Loxanthocereus sextonianus is a species of Loxanthocereus found in Peru.
==Description==
Loxanthocereus sextonianus grows as a shrub with mostly prostrate, underground shoots and reaches lengths of up to 1.5 meters with diameters of 3 centimeters with 13 ribs. The areoles on the stem are small and close together with thin, radiating spines are pink to yellow to brown. The spines are difficult to distinguish between central and radial spines. The 1 to 3 central spines are up to 3 centimeters long, the 8 to 30 radial spines are up to 5 millimeters long.
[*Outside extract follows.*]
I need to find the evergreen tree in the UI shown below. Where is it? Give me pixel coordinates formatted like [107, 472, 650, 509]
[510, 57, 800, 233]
The heavily crooked, red flowers are 5 to 6 centimeters (rarely up to 8 centimeters) long. Its pericarpel and flower tube are loosely furred brown. The more or less spherical, green fruits reach a diameter of 1.5 to 2 centimeters.
==Distribution==
Loxanthocereus sextonianus is widespread in the Peruvian regions of Ica, Ayacucho and Arequipa at altitudes of 200 to 1500 meters.
==Taxonomy==
The first description as Erdisia sextoniana was made in 1936 by Curt Backeberg. Myron William Kimnach placed the species in the genus Borzicactus in 1960. Further nomenclature synonyms are Borzicactus sextonianus (Backeb.) Kimnach.(1931), Cereus sextonianus Backeb. (1933), Cleistocactus sextonianus (Backeb.) D.R.Hunt (2003), Echinopsis sextoniana (Backeb.) Mayta (2015).